– De lejos ves bien, no necesitas gafas.
– ¿Seguro?
– Sí, seguro. Mira, lees el cartel 1,2 que es el cartel que debes ver.
– Pues yo vengo observando que algunas noches, los semáforos me bailan
– ¿Sobre qué hora te pasa eso?
– No sabría decirle, a partir de ciertas horas ya no miro el reloj y me dejo llevar. Bueno, a ver, tampoco me pasa siempre-siempre. Pero ver bien de lejos me preocupa porque me interesan mucho los paisajes. Formo parte de ellos ¿sabe? ¿Y de cerca, qué tal estoy?
– De cerca estás estupenda. No has tenido variación desde la última vez que viniste, hace ahora… dos años.
– Pues yo vengo observando que no veo bien, creo que he empeorado. Quiero decir, que ahora cojo un papel y me lo tengo que alejar para leer lo que pone.
– ¿Con las gafas?
– No, sin las gafas.
– Claro, pero es que tienes que ponerte las gafas.
– Ya, pero en un restaurante, por ejemplo, ya no veo bien la carta. El otro día tiré el vaso de agua porque no lo vi.
– ¿Llevabas las gafas?
– No.
– ¿No veías el vaso sin gafas?
– No, no lo veía.
– ¿ Y a qué distancia estaba el vaso?
– No tengo ni idea. Me lo tapaba la carta.

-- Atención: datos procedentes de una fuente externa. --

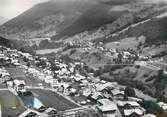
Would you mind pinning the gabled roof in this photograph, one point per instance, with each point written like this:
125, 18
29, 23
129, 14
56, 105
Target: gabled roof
129, 112
105, 101
117, 92
132, 103
163, 105
19, 82
107, 108
28, 111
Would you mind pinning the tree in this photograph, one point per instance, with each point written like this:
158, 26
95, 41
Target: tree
130, 92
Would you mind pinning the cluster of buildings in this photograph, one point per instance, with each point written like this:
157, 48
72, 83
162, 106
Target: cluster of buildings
107, 98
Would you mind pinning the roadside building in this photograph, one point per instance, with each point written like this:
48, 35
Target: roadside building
32, 113
107, 108
19, 85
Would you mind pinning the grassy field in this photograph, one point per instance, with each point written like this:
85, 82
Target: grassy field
11, 105
52, 99
17, 73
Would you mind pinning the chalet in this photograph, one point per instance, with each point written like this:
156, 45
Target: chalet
107, 108
127, 104
19, 85
163, 106
117, 94
95, 96
32, 113
149, 115
133, 113
51, 111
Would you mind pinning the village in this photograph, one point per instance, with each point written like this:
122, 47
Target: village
80, 92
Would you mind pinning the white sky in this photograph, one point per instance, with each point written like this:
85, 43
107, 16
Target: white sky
12, 8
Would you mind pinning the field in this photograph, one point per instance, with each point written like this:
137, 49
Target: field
11, 105
17, 73
52, 99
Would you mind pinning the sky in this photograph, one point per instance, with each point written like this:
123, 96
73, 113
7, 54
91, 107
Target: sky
11, 8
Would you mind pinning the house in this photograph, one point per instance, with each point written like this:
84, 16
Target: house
51, 111
127, 104
133, 113
149, 115
19, 85
117, 94
107, 108
32, 113
95, 96
163, 106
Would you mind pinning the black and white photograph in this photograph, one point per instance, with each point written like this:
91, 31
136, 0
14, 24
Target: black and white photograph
83, 58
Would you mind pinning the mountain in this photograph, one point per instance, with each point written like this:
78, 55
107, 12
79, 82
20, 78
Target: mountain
59, 18
3, 20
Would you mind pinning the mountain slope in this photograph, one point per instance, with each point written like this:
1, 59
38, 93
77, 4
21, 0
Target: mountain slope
52, 18
3, 20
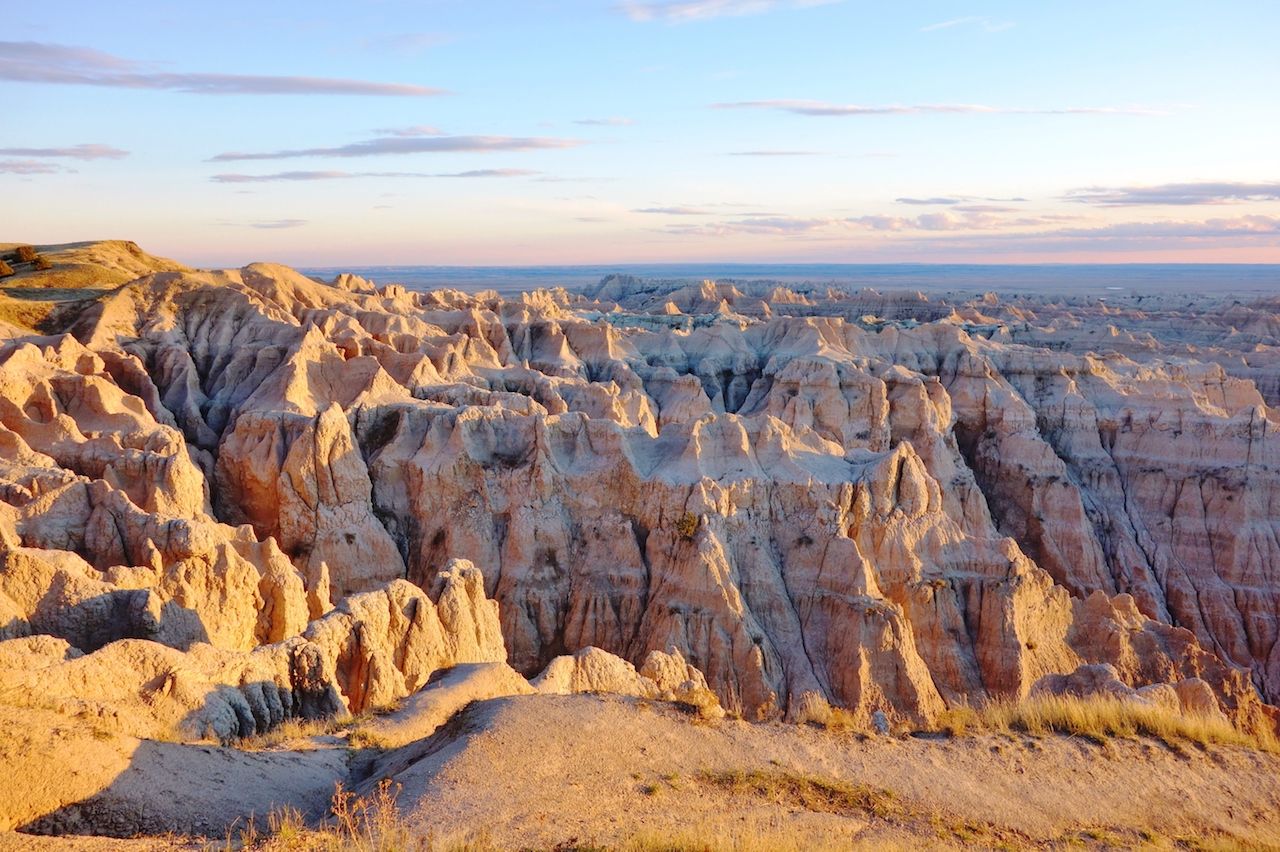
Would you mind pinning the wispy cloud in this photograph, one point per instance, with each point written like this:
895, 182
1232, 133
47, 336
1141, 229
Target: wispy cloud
407, 44
1128, 236
1256, 227
272, 224
28, 166
935, 201
1175, 193
28, 62
673, 211
417, 129
688, 10
990, 24
775, 225
772, 154
344, 175
824, 109
73, 152
407, 145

Mi visita al oculista se ha resuelto divinamente. De cerca estoy estupenda y además, muy simpático, me ha dicho que no aparento la edad que tengo. Y eso que venía de la oficina, que eso siempre te echa años.
Mis visitas a la oculista se solventan en mucho menos tiempo y con mucha menos conversación. Me quito las gafas y no veo nada ni de cerca ni de lejos. Me las vuelvo a poner y siempre cae alguna dioptria más. El resumen siempre es el mismo: una pasta en la óptica.